The etiology of asthma is likely multifactorial. Genetic factors may control individual predispositions to asthma. Genetics may also be associated with responses to medications. Variation in the beta-adrenergic receptor gene of the Arg-Arg type has been associated with adverse responses to inhaled short-acting beta-agonist inhalers. Genetics alone cannot account for the significant increases in prevalence, as genetic factors take several generations to develop, and asthma and atopy are not always co-inherited. Several environmental or lifestyle factors have been implicated.

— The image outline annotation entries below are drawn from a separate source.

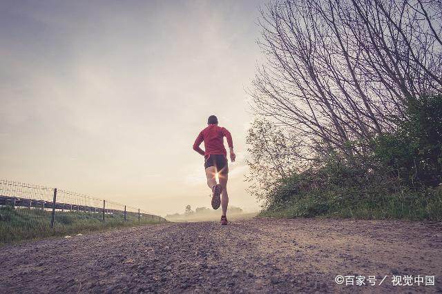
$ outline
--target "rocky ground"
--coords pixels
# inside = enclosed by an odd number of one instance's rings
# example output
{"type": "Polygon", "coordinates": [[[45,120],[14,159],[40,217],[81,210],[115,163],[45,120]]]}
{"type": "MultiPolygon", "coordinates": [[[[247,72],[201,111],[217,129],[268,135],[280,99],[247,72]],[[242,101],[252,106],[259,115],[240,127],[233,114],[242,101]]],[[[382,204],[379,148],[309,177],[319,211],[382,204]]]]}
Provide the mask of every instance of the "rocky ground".
{"type": "Polygon", "coordinates": [[[8,245],[0,262],[0,293],[441,292],[442,224],[168,223],[8,245]],[[394,275],[403,284],[411,275],[413,286],[393,286],[394,275]],[[357,276],[365,286],[356,285],[357,276]],[[425,286],[425,276],[434,286],[425,286]]]}

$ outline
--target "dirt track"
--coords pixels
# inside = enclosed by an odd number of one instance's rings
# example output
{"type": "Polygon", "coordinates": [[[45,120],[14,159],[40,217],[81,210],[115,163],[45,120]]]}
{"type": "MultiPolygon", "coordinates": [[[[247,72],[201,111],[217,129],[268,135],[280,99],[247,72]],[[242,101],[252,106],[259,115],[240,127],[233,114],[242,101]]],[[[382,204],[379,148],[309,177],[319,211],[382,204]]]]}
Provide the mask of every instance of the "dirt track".
{"type": "Polygon", "coordinates": [[[441,291],[441,224],[169,223],[3,246],[0,292],[441,291]],[[378,280],[338,285],[337,275],[378,280]],[[393,275],[434,275],[435,286],[394,286],[393,275]]]}

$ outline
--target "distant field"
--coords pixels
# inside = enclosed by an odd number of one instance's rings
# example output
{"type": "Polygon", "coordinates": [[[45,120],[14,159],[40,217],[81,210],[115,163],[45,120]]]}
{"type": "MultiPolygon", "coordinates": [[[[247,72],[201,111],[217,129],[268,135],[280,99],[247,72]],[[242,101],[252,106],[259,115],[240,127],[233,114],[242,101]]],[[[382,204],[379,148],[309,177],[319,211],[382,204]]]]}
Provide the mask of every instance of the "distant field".
{"type": "Polygon", "coordinates": [[[41,209],[0,207],[0,244],[162,222],[143,217],[138,222],[137,217],[133,216],[125,221],[122,214],[106,214],[105,222],[103,222],[101,213],[57,211],[52,228],[50,222],[50,211],[41,209]]]}
{"type": "MultiPolygon", "coordinates": [[[[258,213],[232,213],[227,214],[228,219],[246,219],[255,217],[258,215],[258,213]]],[[[211,222],[219,221],[220,215],[189,215],[189,217],[168,217],[166,219],[170,222],[211,222]]]]}

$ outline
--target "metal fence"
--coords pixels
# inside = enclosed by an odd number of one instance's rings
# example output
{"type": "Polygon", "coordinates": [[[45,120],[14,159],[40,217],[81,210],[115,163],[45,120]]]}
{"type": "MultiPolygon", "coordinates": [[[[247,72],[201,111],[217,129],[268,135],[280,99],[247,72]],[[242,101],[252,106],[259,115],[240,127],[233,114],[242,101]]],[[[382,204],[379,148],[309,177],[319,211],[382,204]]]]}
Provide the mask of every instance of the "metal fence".
{"type": "Polygon", "coordinates": [[[27,220],[52,228],[73,223],[102,222],[166,222],[140,208],[93,198],[57,188],[0,179],[0,221],[27,220]],[[14,214],[8,215],[8,211],[14,214]]]}

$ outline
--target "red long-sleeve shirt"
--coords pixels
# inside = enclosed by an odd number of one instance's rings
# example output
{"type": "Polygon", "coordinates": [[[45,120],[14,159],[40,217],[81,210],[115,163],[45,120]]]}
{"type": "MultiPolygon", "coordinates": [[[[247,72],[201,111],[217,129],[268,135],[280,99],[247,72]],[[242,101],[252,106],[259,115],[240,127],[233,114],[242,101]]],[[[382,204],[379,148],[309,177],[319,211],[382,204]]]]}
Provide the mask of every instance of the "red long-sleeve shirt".
{"type": "Polygon", "coordinates": [[[224,137],[227,139],[229,147],[233,148],[232,136],[225,128],[218,126],[215,124],[209,124],[209,126],[201,132],[197,137],[193,144],[193,150],[202,155],[209,155],[211,154],[227,155],[226,148],[224,147],[224,137]],[[204,141],[204,149],[200,148],[200,145],[204,141]]]}

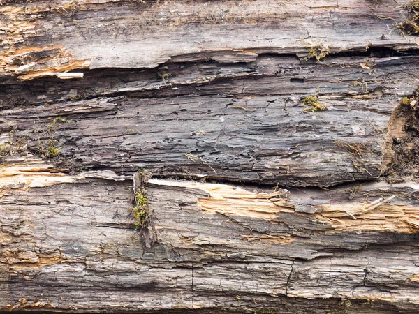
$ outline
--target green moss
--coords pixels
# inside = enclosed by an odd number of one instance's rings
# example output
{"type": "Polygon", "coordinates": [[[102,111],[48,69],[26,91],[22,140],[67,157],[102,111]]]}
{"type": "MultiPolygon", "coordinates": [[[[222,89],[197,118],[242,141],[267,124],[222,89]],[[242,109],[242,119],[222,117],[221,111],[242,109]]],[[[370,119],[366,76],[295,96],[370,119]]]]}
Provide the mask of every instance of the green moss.
{"type": "Polygon", "coordinates": [[[135,206],[133,208],[133,214],[135,218],[135,229],[142,230],[147,226],[150,218],[148,209],[148,200],[143,189],[139,188],[135,194],[135,206]]]}
{"type": "Polygon", "coordinates": [[[397,26],[409,35],[419,34],[419,1],[413,0],[404,6],[407,18],[397,26]]]}
{"type": "Polygon", "coordinates": [[[323,45],[323,40],[320,40],[317,43],[310,43],[304,39],[301,39],[301,41],[310,48],[307,57],[302,59],[303,61],[307,61],[309,59],[316,59],[318,62],[320,62],[330,53],[330,47],[332,46],[330,45],[323,45]]]}
{"type": "Polygon", "coordinates": [[[304,110],[302,110],[303,112],[316,112],[318,110],[326,110],[328,109],[326,106],[321,105],[317,96],[312,95],[308,96],[305,98],[304,98],[304,100],[302,100],[302,104],[304,106],[309,106],[309,107],[305,108],[304,110]]]}
{"type": "Polygon", "coordinates": [[[61,118],[61,117],[57,117],[57,118],[54,118],[54,120],[52,120],[52,122],[51,122],[51,124],[50,124],[48,126],[48,131],[50,131],[51,129],[54,127],[54,126],[55,126],[55,124],[57,122],[62,122],[64,124],[68,124],[70,122],[71,122],[71,120],[68,120],[65,118],[61,118]]]}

  • The hygiene hypothesis proposes that cleaner environments have led to less immunological stress, reducing the development of an asthma-protective TH 1 cytokine phenotype.
  • Measles infection, BCG vaccine administration, hepatitis A seropositivity, and other stimuli that increase production of interferon-gamma and IL-12 may inhibit the TH 2 allergic response.
  • In selected series, vaccinations, fewer childhood infections, liberal use of antibiotics, more processed food in diets, smaller families, and less exposure to day care environments have been associated with increased atopy and asthma. This is exemplified in western versus eastern Germany; asthma, atopy, and AHR are more prevalent in western Germany, while bronchitis is more common in eastern Germany.
  • One theory to explain the increased prevalence of allergic disease is that with fewer infectious stimuli in the environment, the in utero TH 2 allergic cytokine state never switches to the TH 1 state.
  • Causes or triggers of asthma can be divided as follows:
    • Allergic: Aeroallergens can include seasonal pollen, mold spores, dust mites, animal allergens, and food (especially in children). Monosodium glutamate does not appear to be an allergen.7
    • Nonallergic: These may include smoke, odors, cold air and weather, chemicals, medications (eg, aspirin, other NSAIDs, beta-blockers), exercise, hormonal changes (eg, pregnancy, menstrual cycle), and bisulfite food additives.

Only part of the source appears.